Death is the final part of life. It is something I’ve spent hours and days of my life since June died trying to understand, but it’s elusive. I’ve learned some things about death in this last year, but only in relation to death, not really about death itself at all. Is death the culmination of everything we have experienced in life? The grand finale? A final montage presenting to us all the good and the bad we have endured or inflicted upon others? Is death the beginning of something wonderful for those who have passed on?
I’ve learned that there is a gaping hole left behind when someone in our life dies. The hole is symbolic of a place that someone once inhabited. Sometimes, there is more than one hole. A hole in the brain where continual memories, feelings, and emotions can be drained into. It’s more of a sinkhole. One that constantly begs for more. So you feed it more memories and flashbacks, but it’s never satisfied and keeps you stuck.
Death leaves a hole in the heart that will always exist and never be filled by anything else. I imagine my brain and my heart by the time I am old. Holey. The rewiring of veins or neurons has occurred throughout my life, so I could keep on living, very holey, sometimes lonely, grief-filled days.
I often wonder why my elders don’t talk more about death. Perhaps they do amongst themselves. Or perhaps they don’t. I don’t know. I’d like to hear what others have to say about the losses they have suffered. Perhaps because I would feel less alone in my own losses.
When a person shares with me that they have lost someone they love, they bestow me with a great knowing that I did not have. It creates a warm connection that before did not exist. When someone shares with me they lost something they love, I can see the holes in them and for a moment it feels like they’re shining a light into mine. When they share how much that person meant to them and I watch them smile as they reflect on that person, I too can feel the love they had for that person. It is in that moment that I realize what it means when someone says love is never lost.
I’ll instinctively call to Bella at the end of dinner when my son’s high chair is surrounded by a million little bits of steak, carrots, and potato. I’ll say “Bella! Come clean up the mess!” and then look over at my daughter sitting at the table eating her dinner, now staring at me wide eyed like she’s seen a ghost.
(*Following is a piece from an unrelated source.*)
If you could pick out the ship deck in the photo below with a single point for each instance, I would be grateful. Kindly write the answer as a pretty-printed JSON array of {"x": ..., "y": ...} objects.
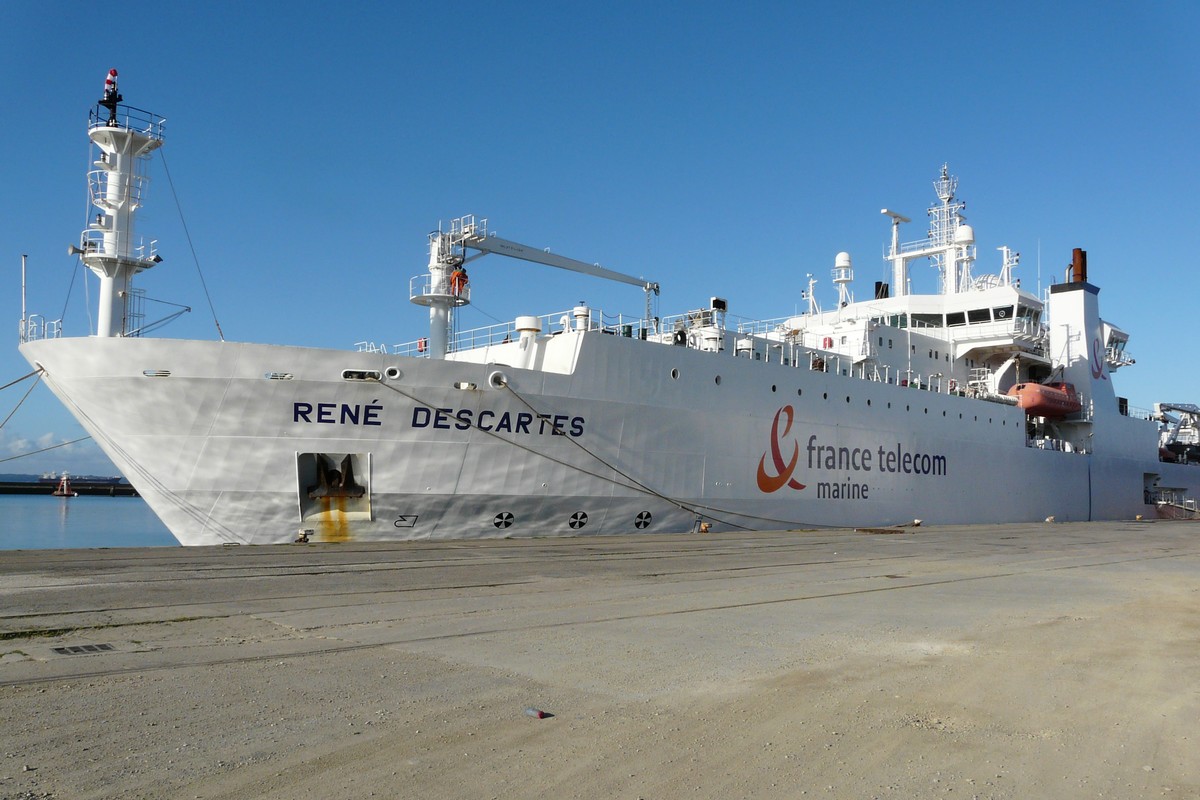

I can imagine her little voice saying, “Mama, are you coo-coo? Bella went to heaven.” I’ll smile because her smile is infectious and because I know I can always get away with calling Bella to clean up the mess as a coo-coo Mama. This is the beginning of creating new memories with Bella. Just as we have done with Junie.
Now that Bella is gone, I have to carry her with me in a way that feels just as physically backbreaking as lifting her seventy-five pound body into my car to take her and the kids on one last trip to her favorite place on earth: the beach.
I feel the weight of both my girls lives on top of me. The weight of Bella’s life draws the experience of losing June closer to me. I know this weight will shift and become more evenly distributed as the time wanes on. I want it to, but I don’t.